For fixed-basis obligations, yes. Delaware’s $300 LLC franchise tax and March 1 due date under DGCL § 503 do not change per entity, so the default is the same value the portal would have returned. It is unsafe for entity-specific facts — an authorized-shares franchise-tax calculation, or a California anniversary that depends on formation date — which is why those jurisdictions degrade through the commercial-registry tier first and why anything resolved below 0.50 confidence halts for human review.

Why hash the payload with mode="json" specifically?

The audit hash must be deterministic and reproducible years later. model_dump(mode="json") normalizes datetime to ISO 8601 and Enum to its .value, so the same logical payload always serializes to the same bytes regardless of the Python object identity at runtime. A plain model_dump() would leave live datetime/Enum objects that json.dumps cannot serialize, breaking the non-repudiation guarantee the audit trail depends on.

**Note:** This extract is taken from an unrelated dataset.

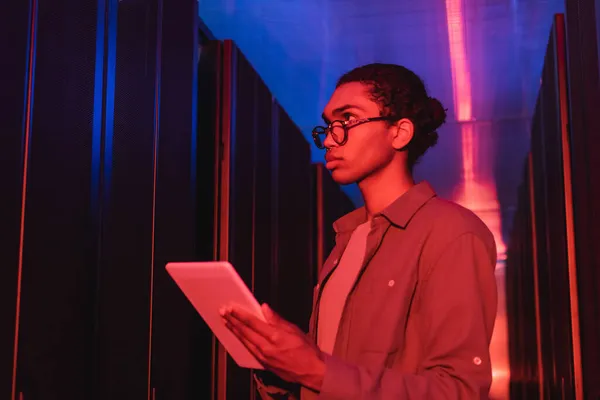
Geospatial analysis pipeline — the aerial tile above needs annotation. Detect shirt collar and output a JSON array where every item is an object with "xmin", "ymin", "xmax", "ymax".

Where should the immutable audit records be stored?

In write-once storage — an append-only S3 bucket with object lock, WORM storage, or a ledger-backed compliance DB — never an overwritable table. Index each record by entity_id, jurisdiction, and audit_hash, and retain for the statutory minimum (commonly 7 years). Manual overrides additionally require a bound digital signature; the resolver rejects unsigned overrides outright.